Inbox 0
“Yes, you have my full attention right now.”
TL;DR: Archive emails (ham), with discipline.
What Mailbox enlightened me in the beginning wasn’t even its swipe to archive/read-later feature, but the help guide on archiving all my emails to clear the inbox. It was a moment of sudden realization on the very concept of “inbox” - just like the physical inbox, you get some message or item delivered in it, and you take them out right away. I doubt if anybody would read a letter and shove it right back into the inbox.
However, the email inbox isn’t exactly the same as the physical inbox. You see, more so than email itself, it is an abstract and virtual artifact. Some recent improvements in various email systems (arguably led by Gmail), such as huge storage, visual separation of unread and read messages (now even by auto-detected categories), folders, flags, labels, etc., all seem to help users not to worry about archiving emails anymore. And that’s exactly what I believed in before the sudden realization.
What happened after archiving all the emails was fascinating. There was a mental and visual relief when I looked at my inbox from various email clients that I use. There was a sudden anticipation for the next email I’d receive, hence my full attention when I actually received it. I think it was a weekly letter from EB Games, the very first one I actually read since subscription. After reading it, I archived it right away, and bought Halo 4 after work.
It seems to be a lot of work, but try it, it actually saves you so much more time than you can imagine. Archive the email when you’re done, and keep your inbox 0. Mailbox can be handy to set some emails to be read-later, which helps the case when you want to keep inbox 0 so you pay full attention to new messages, but also want to handle some of them another time (for example, a message alerting you on your mobile bill that’s due in 30 days).
For spams, mark them as spam. I think this is currently missing from Mailbox app.
Archive (All mail by Gmail terminology, a bit weird to me still) becomes more obvious to me now on what it is for - just like the physical ones, it’s there for you to occasionally go back and search for information. Derp.
It’s easy to either let your read-later list grow indefinitely to become another mental burden, or give yourself excuses that you would archive this email later that eventually lead to another thousand-message inbox, which then often leads to a portion (sometimes, most) of them being unread.
Back to square one now, are we? Please don’t.
Once you read an email, decide precisely on:
- Whether you’re done with it (archive?)
- If not, when exactly you want to deal with it (read-later?)
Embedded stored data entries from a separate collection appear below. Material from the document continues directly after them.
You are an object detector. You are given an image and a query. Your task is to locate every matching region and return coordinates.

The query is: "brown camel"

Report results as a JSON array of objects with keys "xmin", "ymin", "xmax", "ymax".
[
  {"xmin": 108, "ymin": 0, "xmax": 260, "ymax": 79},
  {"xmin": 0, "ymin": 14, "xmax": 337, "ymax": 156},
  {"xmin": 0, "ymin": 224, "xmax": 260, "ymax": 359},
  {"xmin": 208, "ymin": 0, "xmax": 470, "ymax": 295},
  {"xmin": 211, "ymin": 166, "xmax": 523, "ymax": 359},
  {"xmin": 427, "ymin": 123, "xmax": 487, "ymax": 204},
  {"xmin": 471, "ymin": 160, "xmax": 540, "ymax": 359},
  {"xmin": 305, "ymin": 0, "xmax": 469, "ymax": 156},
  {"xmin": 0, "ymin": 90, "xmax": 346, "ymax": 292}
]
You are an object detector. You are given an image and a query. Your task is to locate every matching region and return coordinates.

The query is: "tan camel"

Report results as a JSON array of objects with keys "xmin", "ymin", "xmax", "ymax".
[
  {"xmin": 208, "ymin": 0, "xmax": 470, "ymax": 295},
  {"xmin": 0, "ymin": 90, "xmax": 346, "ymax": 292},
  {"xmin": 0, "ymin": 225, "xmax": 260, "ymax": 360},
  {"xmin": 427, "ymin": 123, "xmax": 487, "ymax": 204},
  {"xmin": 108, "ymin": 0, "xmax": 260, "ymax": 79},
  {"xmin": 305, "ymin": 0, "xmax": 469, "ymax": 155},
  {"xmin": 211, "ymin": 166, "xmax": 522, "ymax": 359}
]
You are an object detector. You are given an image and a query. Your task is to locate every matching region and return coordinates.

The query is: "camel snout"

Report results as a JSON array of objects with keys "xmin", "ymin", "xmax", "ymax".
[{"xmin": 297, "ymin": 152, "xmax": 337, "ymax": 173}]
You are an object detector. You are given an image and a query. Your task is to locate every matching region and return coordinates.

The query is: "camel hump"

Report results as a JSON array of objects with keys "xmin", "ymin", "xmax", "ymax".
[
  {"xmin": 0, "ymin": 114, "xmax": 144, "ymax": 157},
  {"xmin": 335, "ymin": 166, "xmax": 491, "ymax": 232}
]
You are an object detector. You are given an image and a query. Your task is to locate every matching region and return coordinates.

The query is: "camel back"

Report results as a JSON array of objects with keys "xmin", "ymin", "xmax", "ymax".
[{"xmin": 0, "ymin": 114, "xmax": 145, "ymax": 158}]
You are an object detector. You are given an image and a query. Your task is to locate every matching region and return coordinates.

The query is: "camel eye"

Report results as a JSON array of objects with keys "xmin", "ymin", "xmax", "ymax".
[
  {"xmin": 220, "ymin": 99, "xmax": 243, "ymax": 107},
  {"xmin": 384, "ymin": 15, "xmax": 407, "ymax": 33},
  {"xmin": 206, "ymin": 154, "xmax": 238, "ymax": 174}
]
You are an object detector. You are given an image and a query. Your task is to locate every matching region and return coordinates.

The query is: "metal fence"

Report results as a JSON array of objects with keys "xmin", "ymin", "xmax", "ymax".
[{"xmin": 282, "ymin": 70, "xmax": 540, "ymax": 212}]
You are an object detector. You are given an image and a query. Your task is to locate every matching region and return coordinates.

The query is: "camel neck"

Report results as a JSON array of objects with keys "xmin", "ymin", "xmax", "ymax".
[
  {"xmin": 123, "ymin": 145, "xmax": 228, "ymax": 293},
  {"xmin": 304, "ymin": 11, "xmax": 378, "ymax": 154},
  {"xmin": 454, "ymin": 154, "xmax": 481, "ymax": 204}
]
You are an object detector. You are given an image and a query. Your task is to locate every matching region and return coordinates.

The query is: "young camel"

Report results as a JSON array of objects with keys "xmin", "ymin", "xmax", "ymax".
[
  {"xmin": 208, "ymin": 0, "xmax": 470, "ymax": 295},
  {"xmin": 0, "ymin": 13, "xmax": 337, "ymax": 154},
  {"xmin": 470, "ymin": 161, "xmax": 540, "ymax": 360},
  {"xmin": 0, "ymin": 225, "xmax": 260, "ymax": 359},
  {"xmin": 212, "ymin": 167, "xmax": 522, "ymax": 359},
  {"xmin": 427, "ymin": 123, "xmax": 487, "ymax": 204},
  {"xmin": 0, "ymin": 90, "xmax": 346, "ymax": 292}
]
Then actually follow up on the ones you haven’t done with and get them done so you can archive them. Mailbox, for example, reminds you by pushing the message right back to your inbox, which by now should have your full attention.
It’s viable to not use something like Mailbox (hopefully this clarifies that I don’t work for them), just that you would need a bit more discipline to clear the unfinished messages you left in inbox because there is no read-later list that reminds you automatically at a later time. Of course, optimizing your overall workflow so that you wouldn’t need to handle things asynchronously is the superior productivity boost. Unfortunately, it’s near impossible in this internet and information era.